I was at the dealer yesterday and got an Outback brochure. They have a picture with a 310TB with a big ass Harley sitting by the doorway. What a joke, no way you could bring that with you and all your camping supplies. Talk about being untruthful in your advertising! A toy hauler that can only haul dogs and bikes, a joke indeed.

I am hoping with the changes in the brands that seem to be occuring with Outbacks that they will upgrade to a 10k frame in the future. More money yes, but worth it.

DAN


----------



## Tourdfox (Oct 4, 2012)

Yah the parade is over.I still don't understand why the CC decal states 1350 lbs when the pic you took shows 1470 lbs CC for the same unit.Boggles my mind, And the brochure states 1650 lbs CC.


----------



## CamperAndy (Aug 26, 2004)

Tourdfox said:


> Yah the parade is over.I still don't understand why the CC decal states 1350 lbs when the pic you took shows 1470 lbs CC for the same unit.Boggles my mind, And the brochure states 1650 lbs CC.


Because it is VIN specific the trailer is weighed on completion of build.
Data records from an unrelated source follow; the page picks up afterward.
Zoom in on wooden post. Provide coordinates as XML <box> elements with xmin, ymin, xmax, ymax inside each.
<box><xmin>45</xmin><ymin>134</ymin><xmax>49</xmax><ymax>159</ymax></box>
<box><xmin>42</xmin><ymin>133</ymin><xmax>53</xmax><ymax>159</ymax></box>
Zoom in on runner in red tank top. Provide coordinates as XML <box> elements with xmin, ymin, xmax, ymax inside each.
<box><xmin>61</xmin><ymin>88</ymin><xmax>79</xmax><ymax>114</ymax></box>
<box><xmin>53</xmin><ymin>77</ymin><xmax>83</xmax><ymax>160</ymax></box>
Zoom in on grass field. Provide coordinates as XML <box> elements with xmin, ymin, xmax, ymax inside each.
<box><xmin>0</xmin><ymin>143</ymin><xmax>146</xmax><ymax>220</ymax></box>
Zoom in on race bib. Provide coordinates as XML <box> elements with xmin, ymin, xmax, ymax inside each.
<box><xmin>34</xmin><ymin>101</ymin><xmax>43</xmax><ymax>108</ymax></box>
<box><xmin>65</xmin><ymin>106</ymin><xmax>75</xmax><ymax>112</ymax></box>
The GVW is fixed by design but the curb weight can vary due to build variations. The brochure number is the target but it is easy to have an extra 200 or 300 pounds depending on the glue and or wire in each trailer.


----------



## Tourdfox (Oct 4, 2012)

CamperAndy said:


> Yah the parade is over.I still don't understand why the CC decal states 1350 lbs when the pic you took shows 1470 lbs CC for the same unit.Boggles my mind, And the brochure states 1650 lbs CC.


Because it is VIN specific the trailer is weighed on completion of build. The GVW is fixed by design but the curb weight can vary due to build variations. The brochure number is the target but it is easy to have an extra 200 or 300 pounds depending on the glue and or wire in each trailer.
[/quote]
A difference like that for the exact same unit?Sounds like big problems on the production line.If they use more glue ,wire on the same unit.


----------



## Tourdfox (Oct 4, 2012)

Ok we'll get this back on track.I'm still considering selling our 280 RS loaded with add ons.If anyone is interested PM me for details.Located in Western Canada


----------



## Tourdfox (Oct 4, 2012)

BUMP


----------



## panthercity (May 8, 2007)

With apologies to the OP, I want to thank y'all for saving our butts. I was all ready to drop the hammer on a 310TB until I happened across this thread. Thanks folks!


----------